Why a Fed rate hike won't dent the surge in M&A

One of the banking world's leading deal-makers has said the timing of the U.S. Federal Reserve's first interest rate rise in six and half years will not stop firms eyeing merger and acquisitions this year.

Underlying factors such as wage inflation and companies' needs to divest some of their cash pile will continue to drive M&A activity, regardless of the Fed's strategy on rates, senior MD and global head of Blackstone Advisory Partners, John Studzinski told CNBC.

Read MoreMega-M&A: Number of large deals to set record

A trader works on the floor of the NYSE as Fed Chair Janet Yellen speaks on television during a June news conference.
Jin Lee | Bloomberg | Getty Images
A trader works on the floor of the NYSE as Fed Chair Janet Yellen speaks on television during a June news conference.

"I don't think it (a rate rise) will have a short-term impact at all, people are already building that in, whether it takes place fourth quarter or first quarter, the magnitude of that increase is probably less. I think the bigger issue is to first understand the magnitude of inflation, wage inflation, and the impact that has on any decision undertaken by the Fed," John Studzinski told CNBC.

The U.S. economy created 280,000 jobs in May, better than expected and likely confirming hopes that growth is back on track after a slow start to the year, according to data released on Friday. The jobs numbers are critical in that they will go a long way toward determining tightening policy from the Federal Reserve

After keeping short-term interest rates near zero for over six years, the U.S. central bank is looking for signs of not just job creation but also wage growth, a combination of which would indicate inflation is on a positive trajectory. After Friday's strong job's number, analysts are now saying a rate hike as early as September is back on the cards.

"M&A activity, for the reasons we have talked about already – the magnitude of cash, the need to generate growth and the strategic logic in five or six sectors is very compelling and I don't see that changing for the foreseeable future," he added.
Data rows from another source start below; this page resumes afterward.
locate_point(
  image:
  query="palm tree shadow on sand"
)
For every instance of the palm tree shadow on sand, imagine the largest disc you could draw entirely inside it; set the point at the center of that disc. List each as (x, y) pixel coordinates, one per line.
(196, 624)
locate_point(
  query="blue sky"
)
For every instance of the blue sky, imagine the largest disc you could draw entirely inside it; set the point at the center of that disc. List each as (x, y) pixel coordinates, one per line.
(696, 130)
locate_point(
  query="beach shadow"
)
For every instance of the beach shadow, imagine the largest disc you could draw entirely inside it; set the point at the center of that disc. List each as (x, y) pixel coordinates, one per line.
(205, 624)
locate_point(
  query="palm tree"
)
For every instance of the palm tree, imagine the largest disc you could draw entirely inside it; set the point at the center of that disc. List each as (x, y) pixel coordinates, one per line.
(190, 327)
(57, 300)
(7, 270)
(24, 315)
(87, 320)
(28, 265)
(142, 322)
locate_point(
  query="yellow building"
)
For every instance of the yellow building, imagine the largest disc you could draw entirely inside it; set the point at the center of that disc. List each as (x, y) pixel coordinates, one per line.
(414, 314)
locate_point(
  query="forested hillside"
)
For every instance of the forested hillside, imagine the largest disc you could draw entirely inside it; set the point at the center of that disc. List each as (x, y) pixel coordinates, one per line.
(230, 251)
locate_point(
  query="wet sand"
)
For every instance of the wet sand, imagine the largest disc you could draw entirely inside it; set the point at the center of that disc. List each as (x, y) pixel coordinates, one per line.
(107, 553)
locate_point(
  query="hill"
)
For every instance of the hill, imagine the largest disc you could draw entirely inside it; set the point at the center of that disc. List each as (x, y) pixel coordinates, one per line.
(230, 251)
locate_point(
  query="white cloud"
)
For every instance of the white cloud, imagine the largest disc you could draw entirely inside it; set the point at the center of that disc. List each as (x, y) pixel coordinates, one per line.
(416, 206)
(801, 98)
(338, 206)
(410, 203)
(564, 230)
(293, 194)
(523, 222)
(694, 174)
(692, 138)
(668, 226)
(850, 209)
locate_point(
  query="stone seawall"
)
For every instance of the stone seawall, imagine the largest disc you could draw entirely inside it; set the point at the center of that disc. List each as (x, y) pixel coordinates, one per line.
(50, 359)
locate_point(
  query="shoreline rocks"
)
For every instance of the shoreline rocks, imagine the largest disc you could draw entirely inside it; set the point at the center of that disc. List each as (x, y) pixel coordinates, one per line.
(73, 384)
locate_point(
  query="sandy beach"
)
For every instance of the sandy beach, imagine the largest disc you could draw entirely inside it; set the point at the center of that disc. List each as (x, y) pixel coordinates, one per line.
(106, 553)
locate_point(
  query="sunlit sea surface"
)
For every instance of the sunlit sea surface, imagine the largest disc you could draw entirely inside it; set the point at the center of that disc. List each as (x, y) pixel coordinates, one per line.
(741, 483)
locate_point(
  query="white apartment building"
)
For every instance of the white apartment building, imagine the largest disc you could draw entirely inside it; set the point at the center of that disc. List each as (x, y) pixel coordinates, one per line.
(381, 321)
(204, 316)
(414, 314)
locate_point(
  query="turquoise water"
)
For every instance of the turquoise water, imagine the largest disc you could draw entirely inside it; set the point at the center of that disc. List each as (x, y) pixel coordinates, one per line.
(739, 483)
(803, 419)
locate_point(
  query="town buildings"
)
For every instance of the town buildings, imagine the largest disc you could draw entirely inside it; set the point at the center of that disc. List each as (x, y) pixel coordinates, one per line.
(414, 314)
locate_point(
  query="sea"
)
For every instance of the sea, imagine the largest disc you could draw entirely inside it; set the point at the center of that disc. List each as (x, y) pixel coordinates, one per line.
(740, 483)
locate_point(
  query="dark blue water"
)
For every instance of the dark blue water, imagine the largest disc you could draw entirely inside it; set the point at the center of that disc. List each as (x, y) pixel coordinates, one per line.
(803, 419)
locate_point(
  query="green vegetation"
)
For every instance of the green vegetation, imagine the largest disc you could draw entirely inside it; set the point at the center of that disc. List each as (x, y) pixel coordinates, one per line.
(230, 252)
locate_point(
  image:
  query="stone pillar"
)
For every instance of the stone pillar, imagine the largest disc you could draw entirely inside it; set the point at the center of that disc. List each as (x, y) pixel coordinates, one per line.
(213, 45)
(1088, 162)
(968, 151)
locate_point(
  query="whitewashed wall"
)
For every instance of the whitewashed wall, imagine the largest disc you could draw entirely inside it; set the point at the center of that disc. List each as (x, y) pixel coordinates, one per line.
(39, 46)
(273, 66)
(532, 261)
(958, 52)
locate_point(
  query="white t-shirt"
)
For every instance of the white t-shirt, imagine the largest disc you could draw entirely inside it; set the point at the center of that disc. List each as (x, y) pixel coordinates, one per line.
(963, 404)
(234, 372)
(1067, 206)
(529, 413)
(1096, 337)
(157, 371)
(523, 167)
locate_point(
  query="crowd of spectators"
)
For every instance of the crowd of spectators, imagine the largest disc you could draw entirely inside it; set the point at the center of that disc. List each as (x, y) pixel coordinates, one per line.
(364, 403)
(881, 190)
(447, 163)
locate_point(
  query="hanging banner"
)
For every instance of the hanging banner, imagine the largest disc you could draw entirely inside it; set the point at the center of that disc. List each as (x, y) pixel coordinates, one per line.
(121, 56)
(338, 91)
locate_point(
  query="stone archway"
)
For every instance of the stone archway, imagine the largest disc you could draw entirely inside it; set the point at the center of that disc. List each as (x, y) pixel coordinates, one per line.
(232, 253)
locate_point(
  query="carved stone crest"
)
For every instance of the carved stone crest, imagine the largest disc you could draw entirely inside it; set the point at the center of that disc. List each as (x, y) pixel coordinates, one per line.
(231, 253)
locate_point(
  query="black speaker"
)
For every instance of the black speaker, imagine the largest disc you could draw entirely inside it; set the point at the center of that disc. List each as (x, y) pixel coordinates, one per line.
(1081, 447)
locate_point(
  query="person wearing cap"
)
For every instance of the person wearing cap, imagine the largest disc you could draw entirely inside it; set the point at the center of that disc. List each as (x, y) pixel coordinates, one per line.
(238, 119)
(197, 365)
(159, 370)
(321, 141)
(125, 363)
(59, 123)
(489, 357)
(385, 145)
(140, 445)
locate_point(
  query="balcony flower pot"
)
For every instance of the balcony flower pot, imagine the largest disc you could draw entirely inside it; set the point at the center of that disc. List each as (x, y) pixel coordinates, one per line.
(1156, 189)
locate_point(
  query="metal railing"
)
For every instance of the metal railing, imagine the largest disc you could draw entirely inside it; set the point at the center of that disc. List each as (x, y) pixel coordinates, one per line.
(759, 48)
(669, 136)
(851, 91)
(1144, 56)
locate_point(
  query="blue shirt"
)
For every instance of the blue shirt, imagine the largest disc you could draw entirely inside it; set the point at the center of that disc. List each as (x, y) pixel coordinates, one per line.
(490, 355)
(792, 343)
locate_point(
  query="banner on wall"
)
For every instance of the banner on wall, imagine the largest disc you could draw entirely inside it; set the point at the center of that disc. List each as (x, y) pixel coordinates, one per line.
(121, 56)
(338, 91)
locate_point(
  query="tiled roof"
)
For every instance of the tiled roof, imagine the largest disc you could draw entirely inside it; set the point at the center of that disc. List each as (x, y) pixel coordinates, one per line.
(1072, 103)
Formerly a banker at Morgan Stanley and then at HSBC, Studzinski made his name on working on deals such as Unilever's successful $25 billion battle for Best Foods in 2000.

Speaking on the sectors that he was seeing most inquiries for M&A advice, Studzinski said the Technology, Media and Telecommunications (TMT) sector has had "very robust" inquiry and activity.

"The consumer space increasingly active and of course the healthcare space - healthcare broadly defined - pharmaceutical, equipment, services, the whole healthcare space undergoing a lot of scrutiny in terms of deals and just started to see the beginning of a lot of activity in chemicals," he said.

Read MoreM&A: Dealmaking like 2007 all over again?

Global deal making so far in 2015 has reached $1.4 trillion, almost hitting 2007 levels according to recent data from Mergermarket, with seven deals above $20 billion seen so far this year, a vast increase compared to the four seen this time last year.

Deals in the pharmaceutical, medical and biotech space are at an all-time year-to-date high according to the group, with deals worth $45.2 billion to date, up over 75 percent compared to the same period in 2014.

"Rates are low now, but they are going to go up, but not so much that it's going to change the reason for a management team or a board to support a major strategic deal, given the amount of cash they have already on their balance sheets," Studzinski said.